Lo scontrino di Riccione: cosa nasconde lo sputo nel piatto

2026/08/23

Categories: food-cooking

La notizia dello scontrino di Riccione e dello sputo nel piatto è di quelle che meritano di essere osservate per ciò che raccontano. La ricostruzione riferisce di una comanda finita per errore sul tavolo di una famiglia, con una frase gravemente offensiva e l’invito a manomettere le uova ordinate. Il proprietario del Victor Lab, Luciano Colono, ha spiegato che un dipendente di 17 anni, assunto da poche settimane, ha commesso un errore imperdonabile e ha diffuso le proprie scuse con un video. E ha spiegato a Repubblica che la cucina è a vista quindi un’azione del genere sarebbe impossibile. La famiglia, comunque, ha contestato la ricostruzione anche con l’intervista di Maria Clara al Corriere.

Il punto interessante è un altro. Perché anche se domani scoprissimo che quella storia è stata raccontata male, che la frase è stata fraintesa o che dietro quella comanda c’è una dinamica diversa da quella ricostruita, rimarrebbe intatta una domanda che la ristorazione dovrebbe avere il coraggio di porsi: siamo sicuri che il problema di chi non vuole più lavorare nei ristoranti sia soltanto lo stipendio, gli orari, la fatica e la stagionalità? O c’è anche un problema che riguarda il rapporto con il cliente?
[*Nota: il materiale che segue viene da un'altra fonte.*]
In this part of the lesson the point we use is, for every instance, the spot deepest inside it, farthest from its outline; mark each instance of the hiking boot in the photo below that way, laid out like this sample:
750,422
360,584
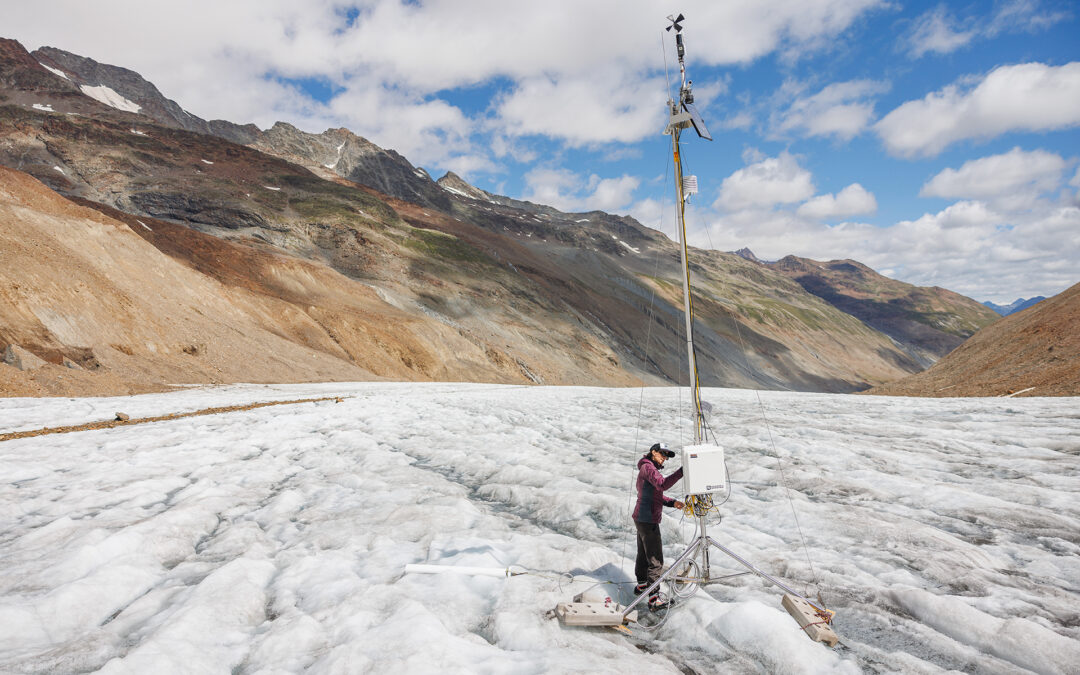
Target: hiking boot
657,602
Forse non è più soltanto un problema di lavoro

lavoro nel ristorante, scontrino e sputo

Da anni raccontiamo la crisi del personale nella ristorazione quasi esclusivamente dal punto di vista di chi sta dietro il bancone o davanti ai fornelli. Si parla di turni massacranti, di stipendi che spesso non compensano la fatica, di lavoro festivo, di stagionalità, di giovani che non vogliono sacrificare la propria vita privata per un mestiere che chiede disponibilità quasi totale. Sono problemi reali e sarebbe assurdo negarli.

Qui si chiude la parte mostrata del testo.